The trend for small batches of carefully crafted beers has also reached larger companies. In July, Avrashi’s Tempo, once best-known for a sticky-sweet imitation of Coca-Cola, rolled out a darker, sweeter specialty edition of Goldstar, called Black Roast.
This September, Tempo also released a revival of the Abeer brand, a pale lager served in Israel from the Mandate to the 1970s. The name, which means “knight” in Hebrew, comes from the demand of British soldiers for “a beer” in Mandatory Palestine. In 1952 Louis Herzberg built a brewery in Netanya, a half-hour’s drive north of Tel Aviv. The brand was bought and sold several times, and eventually died as a watered-down shadow of its former self.
Avrashi and other beer specialists at Tempo dug up old recipes and refashioned the beer as a light, crisp and hoppy pale ale. Two teams of nightlife tycoons in Tel Aviv, including a dreadlocked Amir Hirs, 31, built a saloon of the same name in the swanky northern section of Dizengoff Street, where Abeer and six other Tempo brands are served on tap.
At Abeer, the music is mostly Israeli. Customers looking for a second home can keep a personal bottle of whisky in locking wooden cabinets at the entrance. The seasonal menu offers roasted eggplant enlivened with charred onions, a lentil salad flecked with mint, and fleshy olives popping with flavor.

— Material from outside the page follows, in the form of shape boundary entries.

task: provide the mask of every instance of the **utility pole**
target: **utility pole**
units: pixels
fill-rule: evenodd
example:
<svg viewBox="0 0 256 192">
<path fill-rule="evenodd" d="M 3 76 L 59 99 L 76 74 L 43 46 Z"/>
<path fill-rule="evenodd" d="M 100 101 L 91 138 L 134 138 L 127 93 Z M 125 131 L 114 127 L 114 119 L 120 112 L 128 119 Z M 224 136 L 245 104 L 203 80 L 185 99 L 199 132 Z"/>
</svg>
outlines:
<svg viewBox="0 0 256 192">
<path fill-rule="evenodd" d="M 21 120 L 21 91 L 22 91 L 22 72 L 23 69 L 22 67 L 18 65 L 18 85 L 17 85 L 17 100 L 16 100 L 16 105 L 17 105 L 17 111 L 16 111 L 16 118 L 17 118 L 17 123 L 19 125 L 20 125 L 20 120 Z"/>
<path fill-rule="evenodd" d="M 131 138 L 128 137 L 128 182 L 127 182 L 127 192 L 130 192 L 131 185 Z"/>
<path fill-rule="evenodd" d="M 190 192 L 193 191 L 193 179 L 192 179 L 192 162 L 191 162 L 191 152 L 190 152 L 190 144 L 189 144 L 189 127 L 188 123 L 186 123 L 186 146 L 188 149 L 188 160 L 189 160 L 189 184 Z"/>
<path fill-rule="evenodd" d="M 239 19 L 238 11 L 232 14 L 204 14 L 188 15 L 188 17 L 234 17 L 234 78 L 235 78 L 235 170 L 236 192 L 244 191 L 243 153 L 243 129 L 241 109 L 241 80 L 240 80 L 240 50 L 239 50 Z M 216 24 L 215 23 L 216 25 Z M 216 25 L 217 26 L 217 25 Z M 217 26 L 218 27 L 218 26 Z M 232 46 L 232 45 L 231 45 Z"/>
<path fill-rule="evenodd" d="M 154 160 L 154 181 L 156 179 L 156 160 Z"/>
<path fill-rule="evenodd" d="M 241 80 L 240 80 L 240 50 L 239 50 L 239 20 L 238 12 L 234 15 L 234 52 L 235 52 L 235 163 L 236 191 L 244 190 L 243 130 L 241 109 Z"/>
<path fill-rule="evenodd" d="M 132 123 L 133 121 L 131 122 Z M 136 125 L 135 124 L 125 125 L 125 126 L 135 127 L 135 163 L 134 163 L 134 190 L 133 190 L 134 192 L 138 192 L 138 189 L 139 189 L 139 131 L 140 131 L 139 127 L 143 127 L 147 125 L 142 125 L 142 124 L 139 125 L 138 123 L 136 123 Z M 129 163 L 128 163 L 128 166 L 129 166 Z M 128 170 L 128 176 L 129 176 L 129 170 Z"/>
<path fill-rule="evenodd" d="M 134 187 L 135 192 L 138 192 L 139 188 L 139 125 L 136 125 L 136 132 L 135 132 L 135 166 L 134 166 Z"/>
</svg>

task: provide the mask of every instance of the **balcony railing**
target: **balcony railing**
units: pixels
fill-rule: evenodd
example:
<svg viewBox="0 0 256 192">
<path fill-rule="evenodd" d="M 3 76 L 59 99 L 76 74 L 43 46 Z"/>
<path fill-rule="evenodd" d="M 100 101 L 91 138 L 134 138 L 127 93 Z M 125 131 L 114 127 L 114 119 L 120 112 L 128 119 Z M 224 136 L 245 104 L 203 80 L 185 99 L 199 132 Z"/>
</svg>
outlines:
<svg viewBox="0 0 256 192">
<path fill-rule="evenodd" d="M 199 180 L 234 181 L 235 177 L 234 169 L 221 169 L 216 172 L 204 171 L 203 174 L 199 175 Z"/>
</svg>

Although Abeer was carefully crafted for the market, boutique beer can be of spotty quality. It is also expensive. A 12-ounce (0.33 liter) glass of Malka beer on tap costs around 26 shekels ($7), nearly double the price of Goldstar, Deviri says. The high cost is due to high taxes and the tiny batches.

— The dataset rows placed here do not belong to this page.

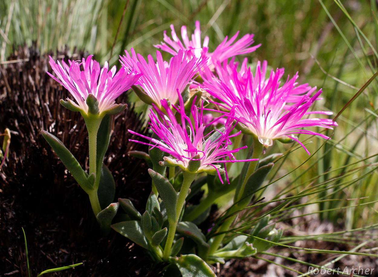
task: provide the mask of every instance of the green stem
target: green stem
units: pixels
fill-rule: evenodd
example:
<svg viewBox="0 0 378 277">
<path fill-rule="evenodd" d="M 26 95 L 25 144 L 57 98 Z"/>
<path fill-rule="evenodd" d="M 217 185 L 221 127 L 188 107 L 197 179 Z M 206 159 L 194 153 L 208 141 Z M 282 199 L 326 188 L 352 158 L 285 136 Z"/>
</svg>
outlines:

Yet there is a growing beer appreciation culture growing around the tiny breweries. At Porter & Sons in Tel Aviv, diners can choose from a double-sided menu of more than 70 beers on tap, or as many in bottles. The restaurant, opened this year, keeps its kegs in a long refrigerated corridor to keep them fresh.
And Avrashi sees a bubbly future for nascent local microbrewing. Like local wines, which underwent a revolution in the last decade and now dominate the local market, Avrashi says premium beer will do the same.
“If you look all over world, in England, the US, Japan, New Zealand, it’s amazing what happens there,” he says. “Everywhere you go there’s a local microbrewery making exciting beers, with new and very original recipes… I am sure this trend will reach us as well.”